The Skinny Competition That Lead To Bulimia
It all started about 6 years ago I guess. I went away with my long time good friend. We were 13 and just getting to that age when we were trying to be cool, thin and popular.
My friend was a little smaller than me and I knew that she had issues with eating. On this trip I decided that I would be the 'stronger' person and show the most control with my food. We were away for about 2 weeks and during that time there's no doubt that I lost weight. I felt a sick sort of pride in myself for being more self controlled than her. I'd feel excited if she would eat something and then offer one to me - and I'd turn it down...
Why this awful competition started I do not know - we had always supported each other and tried to help each other... and then this.
Anyway to cut a long story short... My friend took things too far and developed quite serious anorexia/bulimia. because she got so thin - people knew she was sick and got her help...
I was slim - but not overly... Nobody knew there was anything wrong with me. For 6 years I suffered from bulimia... This cruel disorder tried to take my life on a number of occasions.
Finally I decided that I wanted to live again. I wanted to make the most of my life and I just couldn't do that with bulimia.

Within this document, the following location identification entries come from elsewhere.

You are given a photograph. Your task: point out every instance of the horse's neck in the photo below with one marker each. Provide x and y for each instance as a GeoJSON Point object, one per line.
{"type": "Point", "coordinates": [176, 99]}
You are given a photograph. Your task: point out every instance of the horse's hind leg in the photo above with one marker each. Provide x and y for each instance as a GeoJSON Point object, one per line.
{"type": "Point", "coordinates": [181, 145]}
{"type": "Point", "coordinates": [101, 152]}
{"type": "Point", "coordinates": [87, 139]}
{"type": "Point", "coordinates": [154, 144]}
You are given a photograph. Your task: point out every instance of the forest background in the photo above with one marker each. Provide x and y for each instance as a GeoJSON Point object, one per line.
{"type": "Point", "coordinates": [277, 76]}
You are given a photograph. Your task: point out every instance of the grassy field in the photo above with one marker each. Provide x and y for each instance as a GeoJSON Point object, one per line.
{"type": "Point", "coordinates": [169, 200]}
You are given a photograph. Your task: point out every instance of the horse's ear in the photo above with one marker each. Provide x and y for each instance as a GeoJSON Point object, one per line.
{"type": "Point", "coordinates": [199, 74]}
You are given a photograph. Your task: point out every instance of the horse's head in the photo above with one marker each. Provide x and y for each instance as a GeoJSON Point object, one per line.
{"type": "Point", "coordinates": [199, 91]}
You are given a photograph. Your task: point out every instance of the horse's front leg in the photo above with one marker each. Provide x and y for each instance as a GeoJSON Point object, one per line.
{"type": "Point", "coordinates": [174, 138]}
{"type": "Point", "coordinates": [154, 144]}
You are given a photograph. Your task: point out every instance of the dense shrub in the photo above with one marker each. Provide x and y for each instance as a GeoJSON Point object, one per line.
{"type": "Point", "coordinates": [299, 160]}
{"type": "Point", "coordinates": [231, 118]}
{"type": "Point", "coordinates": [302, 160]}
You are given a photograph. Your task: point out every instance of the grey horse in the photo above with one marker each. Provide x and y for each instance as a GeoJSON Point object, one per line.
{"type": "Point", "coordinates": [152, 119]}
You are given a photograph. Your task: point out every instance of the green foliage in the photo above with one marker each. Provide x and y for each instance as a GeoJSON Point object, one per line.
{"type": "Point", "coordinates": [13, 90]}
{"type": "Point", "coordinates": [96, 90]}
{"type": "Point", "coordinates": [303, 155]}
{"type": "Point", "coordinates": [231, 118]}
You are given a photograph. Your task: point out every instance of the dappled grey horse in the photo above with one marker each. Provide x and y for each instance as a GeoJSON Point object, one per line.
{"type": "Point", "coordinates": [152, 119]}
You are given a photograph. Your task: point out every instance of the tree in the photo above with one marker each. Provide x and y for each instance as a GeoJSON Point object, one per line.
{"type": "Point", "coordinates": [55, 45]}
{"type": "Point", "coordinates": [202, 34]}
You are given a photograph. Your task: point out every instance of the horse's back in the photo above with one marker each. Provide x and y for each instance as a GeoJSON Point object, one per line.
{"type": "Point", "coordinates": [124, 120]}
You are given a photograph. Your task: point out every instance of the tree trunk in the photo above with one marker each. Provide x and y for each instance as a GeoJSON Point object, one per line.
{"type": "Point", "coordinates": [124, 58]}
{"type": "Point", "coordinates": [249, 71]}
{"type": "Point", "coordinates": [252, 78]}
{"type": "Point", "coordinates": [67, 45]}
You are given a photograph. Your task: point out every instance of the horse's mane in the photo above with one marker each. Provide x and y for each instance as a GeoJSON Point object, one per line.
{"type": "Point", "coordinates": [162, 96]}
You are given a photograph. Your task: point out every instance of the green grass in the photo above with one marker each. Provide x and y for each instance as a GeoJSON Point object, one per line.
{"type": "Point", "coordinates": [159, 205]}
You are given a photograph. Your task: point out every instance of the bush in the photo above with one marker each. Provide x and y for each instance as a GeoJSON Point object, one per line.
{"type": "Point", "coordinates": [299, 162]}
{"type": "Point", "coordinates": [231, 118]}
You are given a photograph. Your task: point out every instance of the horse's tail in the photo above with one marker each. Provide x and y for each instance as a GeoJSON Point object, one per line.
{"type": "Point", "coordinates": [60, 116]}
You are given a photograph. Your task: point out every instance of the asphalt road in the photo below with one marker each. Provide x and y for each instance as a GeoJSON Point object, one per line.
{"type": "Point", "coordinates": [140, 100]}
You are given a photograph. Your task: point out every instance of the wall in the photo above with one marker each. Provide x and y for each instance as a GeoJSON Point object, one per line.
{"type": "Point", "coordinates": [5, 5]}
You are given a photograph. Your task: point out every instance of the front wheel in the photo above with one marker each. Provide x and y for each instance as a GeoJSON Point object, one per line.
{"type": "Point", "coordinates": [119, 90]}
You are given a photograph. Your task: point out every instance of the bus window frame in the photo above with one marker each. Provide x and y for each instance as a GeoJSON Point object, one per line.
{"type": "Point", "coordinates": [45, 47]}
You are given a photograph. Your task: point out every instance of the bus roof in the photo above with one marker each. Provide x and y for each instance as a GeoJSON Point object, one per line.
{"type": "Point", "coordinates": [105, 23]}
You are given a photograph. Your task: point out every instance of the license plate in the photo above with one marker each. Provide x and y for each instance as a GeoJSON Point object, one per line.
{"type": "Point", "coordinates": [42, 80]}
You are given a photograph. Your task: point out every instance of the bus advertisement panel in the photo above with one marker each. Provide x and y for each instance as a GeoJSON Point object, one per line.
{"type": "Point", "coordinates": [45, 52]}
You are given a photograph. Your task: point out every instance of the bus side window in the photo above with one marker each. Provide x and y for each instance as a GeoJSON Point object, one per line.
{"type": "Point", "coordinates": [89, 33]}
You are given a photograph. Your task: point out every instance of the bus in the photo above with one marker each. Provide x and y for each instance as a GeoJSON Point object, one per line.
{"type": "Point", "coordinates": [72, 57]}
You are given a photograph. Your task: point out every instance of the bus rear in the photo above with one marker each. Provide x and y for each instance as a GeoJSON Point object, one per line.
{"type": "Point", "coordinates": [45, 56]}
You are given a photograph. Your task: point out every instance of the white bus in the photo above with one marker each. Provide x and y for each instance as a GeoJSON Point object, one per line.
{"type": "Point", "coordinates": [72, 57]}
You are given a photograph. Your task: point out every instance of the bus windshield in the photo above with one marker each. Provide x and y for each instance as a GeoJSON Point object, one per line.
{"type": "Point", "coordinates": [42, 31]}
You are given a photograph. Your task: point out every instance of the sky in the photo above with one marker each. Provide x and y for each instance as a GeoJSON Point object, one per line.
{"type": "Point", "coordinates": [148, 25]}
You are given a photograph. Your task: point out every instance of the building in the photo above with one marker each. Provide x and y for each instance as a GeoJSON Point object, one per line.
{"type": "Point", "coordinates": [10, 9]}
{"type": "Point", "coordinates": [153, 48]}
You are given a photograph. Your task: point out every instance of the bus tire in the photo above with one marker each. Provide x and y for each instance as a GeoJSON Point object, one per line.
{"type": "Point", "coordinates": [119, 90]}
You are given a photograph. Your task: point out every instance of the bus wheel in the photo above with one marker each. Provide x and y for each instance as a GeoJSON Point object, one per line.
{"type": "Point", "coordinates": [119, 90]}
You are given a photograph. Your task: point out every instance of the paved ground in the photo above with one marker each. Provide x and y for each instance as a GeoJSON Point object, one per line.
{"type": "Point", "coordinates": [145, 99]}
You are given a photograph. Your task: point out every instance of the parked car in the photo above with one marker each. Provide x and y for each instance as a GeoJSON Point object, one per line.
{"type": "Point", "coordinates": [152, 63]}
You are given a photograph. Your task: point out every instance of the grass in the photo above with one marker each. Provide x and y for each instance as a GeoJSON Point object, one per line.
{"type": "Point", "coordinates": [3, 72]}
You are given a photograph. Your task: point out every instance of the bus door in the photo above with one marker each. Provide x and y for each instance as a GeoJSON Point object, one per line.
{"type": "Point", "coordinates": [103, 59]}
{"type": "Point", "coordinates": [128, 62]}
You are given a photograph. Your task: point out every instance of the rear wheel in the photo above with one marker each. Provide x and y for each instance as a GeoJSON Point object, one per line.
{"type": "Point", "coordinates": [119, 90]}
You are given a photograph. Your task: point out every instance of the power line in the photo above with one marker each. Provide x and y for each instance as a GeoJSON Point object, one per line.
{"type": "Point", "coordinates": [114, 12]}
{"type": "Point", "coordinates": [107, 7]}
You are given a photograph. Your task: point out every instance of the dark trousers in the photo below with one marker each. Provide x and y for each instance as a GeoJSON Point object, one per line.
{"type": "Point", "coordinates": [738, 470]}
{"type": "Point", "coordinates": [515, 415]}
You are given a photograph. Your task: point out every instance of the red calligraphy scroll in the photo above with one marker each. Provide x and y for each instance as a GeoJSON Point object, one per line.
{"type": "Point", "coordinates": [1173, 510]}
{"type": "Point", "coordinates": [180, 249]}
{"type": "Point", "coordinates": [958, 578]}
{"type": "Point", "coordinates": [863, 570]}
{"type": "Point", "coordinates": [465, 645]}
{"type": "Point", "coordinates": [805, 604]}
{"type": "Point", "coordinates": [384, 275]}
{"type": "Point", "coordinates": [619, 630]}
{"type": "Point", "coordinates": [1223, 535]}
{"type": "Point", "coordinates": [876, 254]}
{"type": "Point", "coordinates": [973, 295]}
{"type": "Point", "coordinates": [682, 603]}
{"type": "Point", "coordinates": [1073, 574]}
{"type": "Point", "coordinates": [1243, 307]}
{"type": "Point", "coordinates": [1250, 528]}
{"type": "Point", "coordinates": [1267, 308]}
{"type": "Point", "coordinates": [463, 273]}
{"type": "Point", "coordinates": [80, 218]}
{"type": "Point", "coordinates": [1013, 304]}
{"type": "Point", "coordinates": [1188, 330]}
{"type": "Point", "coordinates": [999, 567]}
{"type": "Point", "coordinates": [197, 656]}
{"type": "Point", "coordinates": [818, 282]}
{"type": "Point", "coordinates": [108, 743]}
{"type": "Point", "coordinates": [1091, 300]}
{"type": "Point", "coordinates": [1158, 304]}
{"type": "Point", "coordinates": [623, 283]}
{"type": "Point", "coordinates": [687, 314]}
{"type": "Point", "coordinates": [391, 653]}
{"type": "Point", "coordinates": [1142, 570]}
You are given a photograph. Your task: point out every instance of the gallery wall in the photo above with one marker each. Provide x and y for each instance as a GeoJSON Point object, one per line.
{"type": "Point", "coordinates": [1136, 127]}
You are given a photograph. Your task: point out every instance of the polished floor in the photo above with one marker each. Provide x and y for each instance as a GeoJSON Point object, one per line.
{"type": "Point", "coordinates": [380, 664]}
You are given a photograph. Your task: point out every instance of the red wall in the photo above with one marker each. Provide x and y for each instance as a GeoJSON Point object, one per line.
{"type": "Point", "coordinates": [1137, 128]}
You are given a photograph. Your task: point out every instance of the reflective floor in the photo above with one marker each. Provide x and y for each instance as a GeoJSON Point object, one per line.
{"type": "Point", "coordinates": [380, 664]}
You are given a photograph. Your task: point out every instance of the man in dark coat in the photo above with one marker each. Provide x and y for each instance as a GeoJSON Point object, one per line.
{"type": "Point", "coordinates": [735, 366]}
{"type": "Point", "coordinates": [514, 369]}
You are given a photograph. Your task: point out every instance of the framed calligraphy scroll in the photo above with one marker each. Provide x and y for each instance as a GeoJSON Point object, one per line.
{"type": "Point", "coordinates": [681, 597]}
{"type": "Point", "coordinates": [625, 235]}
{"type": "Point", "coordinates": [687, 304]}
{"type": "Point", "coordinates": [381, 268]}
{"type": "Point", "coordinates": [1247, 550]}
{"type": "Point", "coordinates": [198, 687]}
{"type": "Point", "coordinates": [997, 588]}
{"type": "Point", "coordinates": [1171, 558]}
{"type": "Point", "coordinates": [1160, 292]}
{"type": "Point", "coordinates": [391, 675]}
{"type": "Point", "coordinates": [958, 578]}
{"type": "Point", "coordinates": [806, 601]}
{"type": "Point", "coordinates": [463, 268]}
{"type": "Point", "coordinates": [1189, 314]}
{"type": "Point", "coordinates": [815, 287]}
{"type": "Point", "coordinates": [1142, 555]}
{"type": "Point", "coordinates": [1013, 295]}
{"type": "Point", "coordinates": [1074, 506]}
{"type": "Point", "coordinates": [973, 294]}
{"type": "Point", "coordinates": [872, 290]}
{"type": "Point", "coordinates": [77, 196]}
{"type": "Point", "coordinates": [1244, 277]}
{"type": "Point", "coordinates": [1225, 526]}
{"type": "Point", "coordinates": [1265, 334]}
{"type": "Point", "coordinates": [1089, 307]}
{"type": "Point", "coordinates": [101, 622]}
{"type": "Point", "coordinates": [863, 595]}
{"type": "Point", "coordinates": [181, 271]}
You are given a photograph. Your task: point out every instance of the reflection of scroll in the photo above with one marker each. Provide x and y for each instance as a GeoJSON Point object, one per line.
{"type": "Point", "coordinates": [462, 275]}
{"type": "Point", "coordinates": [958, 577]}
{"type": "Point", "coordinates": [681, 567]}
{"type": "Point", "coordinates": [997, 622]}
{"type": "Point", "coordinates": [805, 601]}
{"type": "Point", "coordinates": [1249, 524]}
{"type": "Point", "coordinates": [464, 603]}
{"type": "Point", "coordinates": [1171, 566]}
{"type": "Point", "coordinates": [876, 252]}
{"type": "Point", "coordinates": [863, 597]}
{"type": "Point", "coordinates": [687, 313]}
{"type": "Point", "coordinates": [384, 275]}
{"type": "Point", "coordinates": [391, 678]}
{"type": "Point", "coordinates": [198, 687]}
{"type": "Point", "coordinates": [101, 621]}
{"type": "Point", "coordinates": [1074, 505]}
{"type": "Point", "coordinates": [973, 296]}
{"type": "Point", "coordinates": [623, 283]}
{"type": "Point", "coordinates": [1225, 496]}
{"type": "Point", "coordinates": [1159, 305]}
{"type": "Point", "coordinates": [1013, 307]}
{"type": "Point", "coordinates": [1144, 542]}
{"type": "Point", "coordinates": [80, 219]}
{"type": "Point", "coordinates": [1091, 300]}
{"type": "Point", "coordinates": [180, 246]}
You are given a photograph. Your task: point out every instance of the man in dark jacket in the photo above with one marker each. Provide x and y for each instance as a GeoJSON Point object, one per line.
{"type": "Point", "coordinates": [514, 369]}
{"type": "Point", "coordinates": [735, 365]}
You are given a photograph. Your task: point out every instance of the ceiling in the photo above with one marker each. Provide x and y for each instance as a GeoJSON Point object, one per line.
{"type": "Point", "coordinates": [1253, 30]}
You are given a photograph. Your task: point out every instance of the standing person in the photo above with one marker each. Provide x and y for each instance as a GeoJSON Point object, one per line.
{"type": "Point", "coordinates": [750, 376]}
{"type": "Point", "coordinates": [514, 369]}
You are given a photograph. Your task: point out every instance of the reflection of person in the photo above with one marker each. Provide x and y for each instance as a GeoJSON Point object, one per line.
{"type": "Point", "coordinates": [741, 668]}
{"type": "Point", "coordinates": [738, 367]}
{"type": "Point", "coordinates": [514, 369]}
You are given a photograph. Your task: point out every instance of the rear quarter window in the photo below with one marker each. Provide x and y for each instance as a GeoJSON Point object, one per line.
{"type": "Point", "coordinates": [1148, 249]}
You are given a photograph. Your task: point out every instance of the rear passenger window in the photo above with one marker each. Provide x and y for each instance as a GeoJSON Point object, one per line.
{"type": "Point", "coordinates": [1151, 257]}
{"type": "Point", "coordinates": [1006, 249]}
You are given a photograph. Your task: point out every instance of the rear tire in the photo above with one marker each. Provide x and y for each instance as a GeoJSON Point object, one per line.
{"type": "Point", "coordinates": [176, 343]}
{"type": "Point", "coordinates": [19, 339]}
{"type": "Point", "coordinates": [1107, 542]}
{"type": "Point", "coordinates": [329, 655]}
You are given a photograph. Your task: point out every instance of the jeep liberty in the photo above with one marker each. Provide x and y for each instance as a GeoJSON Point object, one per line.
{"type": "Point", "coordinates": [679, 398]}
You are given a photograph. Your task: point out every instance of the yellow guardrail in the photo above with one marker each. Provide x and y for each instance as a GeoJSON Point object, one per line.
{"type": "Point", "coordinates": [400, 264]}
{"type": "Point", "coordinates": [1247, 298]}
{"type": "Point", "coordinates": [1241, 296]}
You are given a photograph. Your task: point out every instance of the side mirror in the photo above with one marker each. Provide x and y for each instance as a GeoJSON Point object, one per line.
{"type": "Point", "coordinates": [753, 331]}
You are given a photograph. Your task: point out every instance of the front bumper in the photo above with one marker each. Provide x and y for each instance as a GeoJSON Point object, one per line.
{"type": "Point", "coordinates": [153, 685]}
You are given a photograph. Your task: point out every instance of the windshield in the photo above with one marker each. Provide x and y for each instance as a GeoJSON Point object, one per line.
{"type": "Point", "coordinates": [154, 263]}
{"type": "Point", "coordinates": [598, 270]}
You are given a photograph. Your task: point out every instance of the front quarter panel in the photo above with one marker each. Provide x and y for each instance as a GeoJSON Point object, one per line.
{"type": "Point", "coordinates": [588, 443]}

It wasn't an easy journey, but I got there. 6 months it took to kick the habit. I have slipped up once or twice since then and binged and purged..... But 99% of the time I am healthy - and bulimia is far from my mind. It's amazing.
I'd just like to say to all those suffering: DO NOT give up hope. You can beat bulimia like I did, it might seem hard to believe but thousands have done it before - why are you any different. You are just as strong, important, deserving and beautiful.